I Remember Seeing, Either At New York Or Boston, A Wooden Figure Of
A Neat Young Woman, As Large As Life, Standing At A Desk With A
Ledger Before Her, And Looking As Though The Beau Ideal Of Human
Bliss Were Realized In Her Employment.
Under the figure there was
some notice respecting female accountants.
Nothing could be nicer
than the lady's figure, more flowing than the broad lines of her
drapery, or more attractive than her auburn ringlets. There she
stood at work, earning her bread without any impediment to the
natural operation of her female charms, and adjusting the accounts
of some great firm with as much facility as grace. I wonder
whether he who designed that figure had ever sat or stood at a desk
for six hours; whether he knew the dull hum of the brain which
comes from long attention to another man's figures; whether he had
ever soiled his own fingers with the everlasting work of office
hours, or worn his sleeves threadbare as he leaned, weary in body
and mind, upon his desk?
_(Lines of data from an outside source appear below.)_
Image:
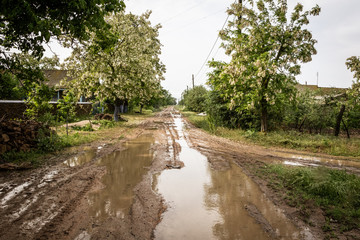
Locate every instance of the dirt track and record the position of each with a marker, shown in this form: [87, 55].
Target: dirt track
[53, 202]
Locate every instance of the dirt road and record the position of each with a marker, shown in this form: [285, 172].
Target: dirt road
[165, 180]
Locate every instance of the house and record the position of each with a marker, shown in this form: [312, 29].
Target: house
[55, 77]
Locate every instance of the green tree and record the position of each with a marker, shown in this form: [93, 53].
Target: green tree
[120, 64]
[353, 104]
[267, 49]
[28, 25]
[195, 99]
[66, 109]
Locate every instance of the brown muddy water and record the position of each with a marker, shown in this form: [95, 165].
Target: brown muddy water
[208, 204]
[81, 158]
[124, 170]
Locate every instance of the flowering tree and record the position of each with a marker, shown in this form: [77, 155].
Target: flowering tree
[119, 64]
[267, 48]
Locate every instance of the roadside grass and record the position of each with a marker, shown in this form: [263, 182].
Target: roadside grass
[59, 140]
[335, 191]
[287, 139]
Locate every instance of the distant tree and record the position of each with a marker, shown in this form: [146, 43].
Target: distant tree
[195, 99]
[266, 48]
[353, 104]
[120, 64]
[27, 25]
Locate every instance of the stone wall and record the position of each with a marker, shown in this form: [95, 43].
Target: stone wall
[15, 109]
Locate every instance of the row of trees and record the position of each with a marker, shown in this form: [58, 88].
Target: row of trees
[257, 88]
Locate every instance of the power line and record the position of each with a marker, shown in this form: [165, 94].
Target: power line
[212, 47]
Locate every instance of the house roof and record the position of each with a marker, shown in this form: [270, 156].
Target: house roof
[321, 90]
[55, 77]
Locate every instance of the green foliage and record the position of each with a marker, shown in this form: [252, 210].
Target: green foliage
[287, 139]
[66, 107]
[48, 141]
[86, 128]
[195, 99]
[27, 25]
[337, 192]
[221, 116]
[104, 124]
[125, 58]
[267, 49]
[10, 89]
[38, 103]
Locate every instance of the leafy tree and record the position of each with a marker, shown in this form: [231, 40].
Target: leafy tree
[10, 89]
[120, 64]
[26, 25]
[353, 105]
[267, 49]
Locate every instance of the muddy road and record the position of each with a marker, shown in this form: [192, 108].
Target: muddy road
[164, 180]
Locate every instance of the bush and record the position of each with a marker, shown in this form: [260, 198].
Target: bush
[337, 192]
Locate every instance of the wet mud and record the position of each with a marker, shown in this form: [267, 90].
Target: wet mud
[208, 203]
[165, 180]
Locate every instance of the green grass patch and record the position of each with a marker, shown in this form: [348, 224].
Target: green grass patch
[335, 191]
[288, 139]
[59, 140]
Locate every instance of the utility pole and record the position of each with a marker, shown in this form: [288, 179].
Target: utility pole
[240, 17]
[317, 79]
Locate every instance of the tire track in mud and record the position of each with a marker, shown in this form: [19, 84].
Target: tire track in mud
[36, 213]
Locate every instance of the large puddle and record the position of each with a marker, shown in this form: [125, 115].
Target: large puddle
[124, 170]
[209, 204]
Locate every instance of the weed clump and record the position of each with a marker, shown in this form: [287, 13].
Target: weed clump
[335, 191]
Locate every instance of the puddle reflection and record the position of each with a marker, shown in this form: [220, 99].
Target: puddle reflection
[209, 204]
[124, 170]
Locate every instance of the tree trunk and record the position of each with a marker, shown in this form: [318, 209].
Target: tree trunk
[302, 123]
[338, 120]
[347, 130]
[117, 105]
[264, 115]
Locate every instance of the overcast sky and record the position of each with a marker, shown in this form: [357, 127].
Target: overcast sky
[190, 28]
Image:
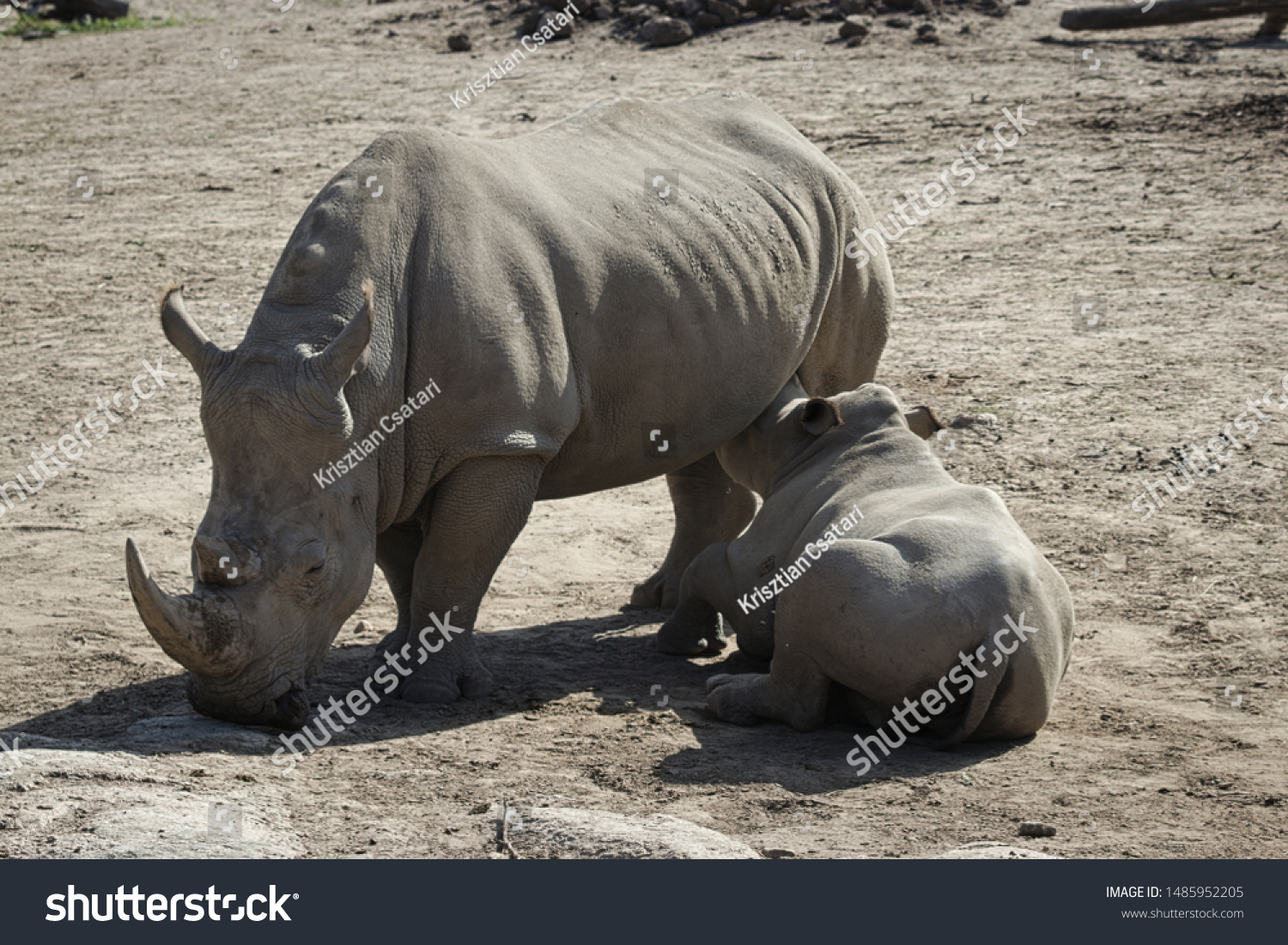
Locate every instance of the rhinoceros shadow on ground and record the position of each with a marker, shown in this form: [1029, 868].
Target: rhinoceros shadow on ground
[550, 672]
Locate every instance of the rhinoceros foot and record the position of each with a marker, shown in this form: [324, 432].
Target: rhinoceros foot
[729, 697]
[440, 677]
[662, 590]
[688, 633]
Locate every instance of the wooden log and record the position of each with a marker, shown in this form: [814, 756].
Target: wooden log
[100, 9]
[1170, 13]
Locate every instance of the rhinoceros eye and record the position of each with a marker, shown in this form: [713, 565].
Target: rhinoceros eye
[313, 559]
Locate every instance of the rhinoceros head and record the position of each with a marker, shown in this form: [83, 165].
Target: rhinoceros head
[795, 420]
[280, 561]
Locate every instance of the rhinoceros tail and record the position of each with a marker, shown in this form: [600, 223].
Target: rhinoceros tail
[994, 664]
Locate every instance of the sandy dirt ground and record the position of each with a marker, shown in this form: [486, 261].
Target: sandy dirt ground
[1151, 188]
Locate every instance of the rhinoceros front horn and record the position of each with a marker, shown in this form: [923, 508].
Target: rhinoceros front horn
[200, 631]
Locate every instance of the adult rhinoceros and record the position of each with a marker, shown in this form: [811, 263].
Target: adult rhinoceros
[633, 268]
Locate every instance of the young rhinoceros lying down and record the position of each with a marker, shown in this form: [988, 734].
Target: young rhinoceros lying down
[868, 566]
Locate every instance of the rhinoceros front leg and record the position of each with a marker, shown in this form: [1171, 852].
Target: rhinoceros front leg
[710, 507]
[706, 590]
[474, 517]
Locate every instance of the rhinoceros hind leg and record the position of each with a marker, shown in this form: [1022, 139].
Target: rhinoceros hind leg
[793, 692]
[710, 507]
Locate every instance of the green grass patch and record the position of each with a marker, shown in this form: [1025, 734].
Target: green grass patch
[26, 22]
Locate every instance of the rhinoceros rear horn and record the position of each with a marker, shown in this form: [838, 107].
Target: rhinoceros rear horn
[350, 350]
[200, 631]
[183, 332]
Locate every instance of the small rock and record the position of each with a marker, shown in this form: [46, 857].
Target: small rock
[533, 15]
[551, 20]
[728, 13]
[855, 26]
[666, 31]
[973, 420]
[641, 13]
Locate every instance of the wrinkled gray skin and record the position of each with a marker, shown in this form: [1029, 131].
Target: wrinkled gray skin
[930, 571]
[561, 304]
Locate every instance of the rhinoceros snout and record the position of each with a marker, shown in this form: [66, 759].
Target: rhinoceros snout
[288, 711]
[293, 708]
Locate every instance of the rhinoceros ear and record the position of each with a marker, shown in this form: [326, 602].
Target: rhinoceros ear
[924, 421]
[350, 352]
[818, 416]
[185, 334]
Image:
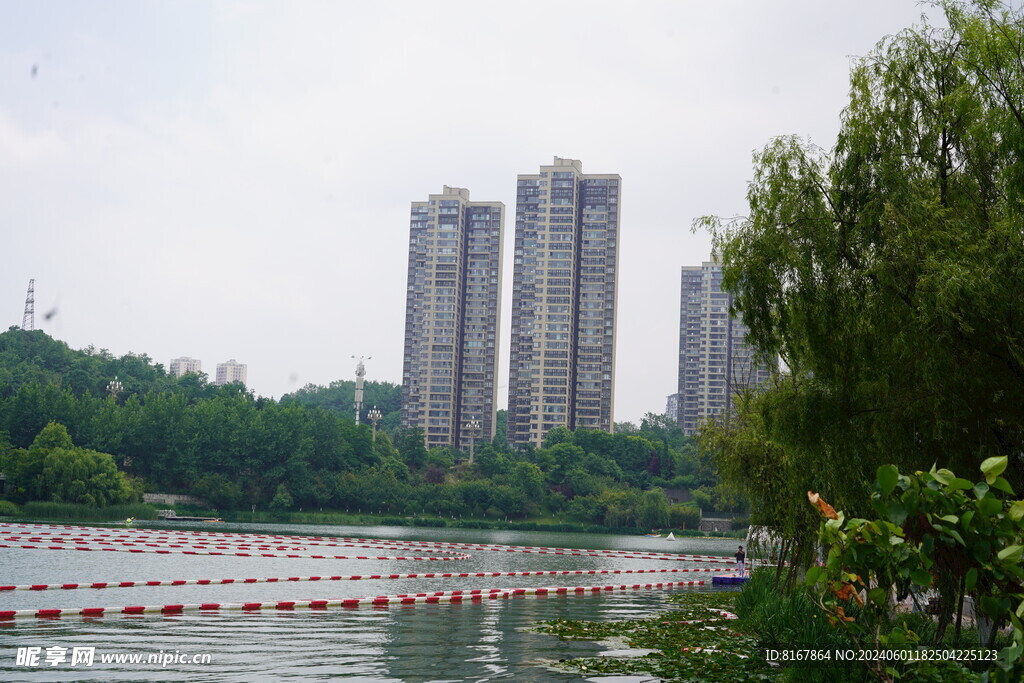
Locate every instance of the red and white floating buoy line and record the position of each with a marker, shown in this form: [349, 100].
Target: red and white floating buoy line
[40, 537]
Work is a grand thing - the grandest thing
we have; but work is not picturesque, graceful, and in itself
alluring. It sucks the sap out of men's bones, and bends their
backs, and sometimes breaks their hearts; but though it be so, I
for one would not wish to throw any heavier share of it on to a
woman's shoulders. It was pretty to see those young women with
spectacles at the Boston library; but when I heard that they were
there from eight in the morning till nine at night, I pitied them
their loss of all the softness of home, and felt that they would
not willingly be there, if necessity were less stern.